DALLAS (AP) — Two recent incidents involving young children who refused to wear face masks show how airlines are struggling to balance safety with compassionate treatment of all their customers during a pandemic.
JetBlue Airways forced a woman and her six children off a plane this week when her 2-year-old daughter wouldn’t keep her mask on.
“It was horrible, the whole experience was traumatizing,” the mother, Chaya Bruck, told the New York Daily News from the airport in Orlando, Florida, where the Brooklyn family was stranded.
Last week, a Texas woman said Southwest Airlines booted her family off a plane after one of the children, a 3-year-old with autism, refused to wear a mask. Alyssa Sadler said her son became upset because he does not like to have his face touched.
Airline mask debate: Family removed from Southwest flight after 3-year-old son with autism would not wear a face mask
All major U.S. airlines have mask rules and have banned at least a couple hundred passengers who have refused to comply. Typically, the violators are adults who argue that there is no government requirement to wear a mask — there isn’t; the Federal Aviation Administration has declined to impose one, leaving it up to the airlines.
JetBlue and Southwest both require masks for all passengers except those under the age of 2.

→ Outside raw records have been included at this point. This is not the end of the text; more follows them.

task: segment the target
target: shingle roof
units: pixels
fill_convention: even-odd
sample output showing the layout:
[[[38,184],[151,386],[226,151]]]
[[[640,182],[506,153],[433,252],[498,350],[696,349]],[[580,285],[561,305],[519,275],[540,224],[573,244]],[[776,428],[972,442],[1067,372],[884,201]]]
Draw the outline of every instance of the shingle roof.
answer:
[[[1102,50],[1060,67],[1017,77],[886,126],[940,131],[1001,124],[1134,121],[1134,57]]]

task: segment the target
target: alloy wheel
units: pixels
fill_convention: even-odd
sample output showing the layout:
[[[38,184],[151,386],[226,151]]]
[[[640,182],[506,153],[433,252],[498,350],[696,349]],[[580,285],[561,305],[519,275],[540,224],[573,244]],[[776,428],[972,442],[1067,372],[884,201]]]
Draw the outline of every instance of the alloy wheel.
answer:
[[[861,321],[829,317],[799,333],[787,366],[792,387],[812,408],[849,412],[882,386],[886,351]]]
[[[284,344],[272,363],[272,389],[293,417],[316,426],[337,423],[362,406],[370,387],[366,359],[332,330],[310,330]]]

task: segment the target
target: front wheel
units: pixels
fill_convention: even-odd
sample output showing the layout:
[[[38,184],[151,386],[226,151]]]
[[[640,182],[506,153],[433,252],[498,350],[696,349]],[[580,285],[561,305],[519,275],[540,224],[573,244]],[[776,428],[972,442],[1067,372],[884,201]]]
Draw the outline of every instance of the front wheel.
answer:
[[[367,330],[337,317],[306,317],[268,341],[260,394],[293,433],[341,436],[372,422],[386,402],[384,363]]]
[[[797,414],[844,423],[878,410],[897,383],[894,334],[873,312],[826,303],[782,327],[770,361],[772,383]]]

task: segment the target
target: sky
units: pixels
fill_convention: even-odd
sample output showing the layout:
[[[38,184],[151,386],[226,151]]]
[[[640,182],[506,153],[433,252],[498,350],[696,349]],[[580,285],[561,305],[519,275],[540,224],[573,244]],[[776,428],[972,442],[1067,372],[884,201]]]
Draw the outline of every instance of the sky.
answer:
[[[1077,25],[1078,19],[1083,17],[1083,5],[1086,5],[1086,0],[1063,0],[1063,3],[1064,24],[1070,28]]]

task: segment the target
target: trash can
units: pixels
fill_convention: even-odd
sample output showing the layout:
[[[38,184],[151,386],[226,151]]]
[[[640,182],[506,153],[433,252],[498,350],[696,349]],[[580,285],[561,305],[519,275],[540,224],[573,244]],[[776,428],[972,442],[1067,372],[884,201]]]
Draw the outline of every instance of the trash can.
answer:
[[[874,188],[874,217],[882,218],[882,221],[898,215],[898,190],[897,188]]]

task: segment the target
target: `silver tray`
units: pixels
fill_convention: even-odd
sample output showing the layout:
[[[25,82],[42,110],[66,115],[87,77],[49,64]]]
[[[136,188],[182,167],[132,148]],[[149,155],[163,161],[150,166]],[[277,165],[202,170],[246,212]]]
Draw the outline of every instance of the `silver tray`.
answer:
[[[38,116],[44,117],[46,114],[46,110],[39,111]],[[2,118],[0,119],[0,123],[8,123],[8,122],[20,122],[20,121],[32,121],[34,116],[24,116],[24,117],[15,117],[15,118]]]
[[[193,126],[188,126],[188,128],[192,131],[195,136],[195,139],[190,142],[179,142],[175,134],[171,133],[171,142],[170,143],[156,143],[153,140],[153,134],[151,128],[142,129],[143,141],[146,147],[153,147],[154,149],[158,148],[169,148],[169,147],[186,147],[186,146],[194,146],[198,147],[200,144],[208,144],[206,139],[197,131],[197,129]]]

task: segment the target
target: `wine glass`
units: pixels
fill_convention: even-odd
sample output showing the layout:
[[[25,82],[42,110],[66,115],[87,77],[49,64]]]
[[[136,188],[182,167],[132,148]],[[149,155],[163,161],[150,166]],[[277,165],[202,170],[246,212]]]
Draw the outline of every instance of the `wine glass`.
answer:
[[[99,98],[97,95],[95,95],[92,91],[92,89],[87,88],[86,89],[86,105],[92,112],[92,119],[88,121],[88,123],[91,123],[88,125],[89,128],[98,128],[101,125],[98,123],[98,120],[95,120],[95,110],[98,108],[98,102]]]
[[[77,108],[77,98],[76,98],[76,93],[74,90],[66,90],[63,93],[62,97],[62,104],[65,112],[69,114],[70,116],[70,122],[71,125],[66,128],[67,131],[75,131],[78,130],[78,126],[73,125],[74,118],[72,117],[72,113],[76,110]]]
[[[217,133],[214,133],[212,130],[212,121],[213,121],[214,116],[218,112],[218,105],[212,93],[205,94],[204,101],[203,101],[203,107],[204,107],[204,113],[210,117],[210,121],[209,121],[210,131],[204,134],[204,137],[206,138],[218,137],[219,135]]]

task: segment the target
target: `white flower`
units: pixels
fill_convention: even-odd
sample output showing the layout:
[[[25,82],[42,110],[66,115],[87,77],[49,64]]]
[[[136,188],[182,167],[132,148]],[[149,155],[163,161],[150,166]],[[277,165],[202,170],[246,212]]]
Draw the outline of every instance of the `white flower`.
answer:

A JetBlue spokesman said the company’s policy mirrors guidelines on masks from the U.S. Centers for Disease Control and Prevention.
“During these unprecedented times, our first priority is to keep crew members and customers safe, and we’ve quickly introduced new safety policies and procedures throughout the pandemic,” the airline spokesman, Derek Dombrowski, said in an email.
Dombrowski said customers get an email before their flight that details safety rules including the one on face masks, and employees are ready to help customers who need assistance.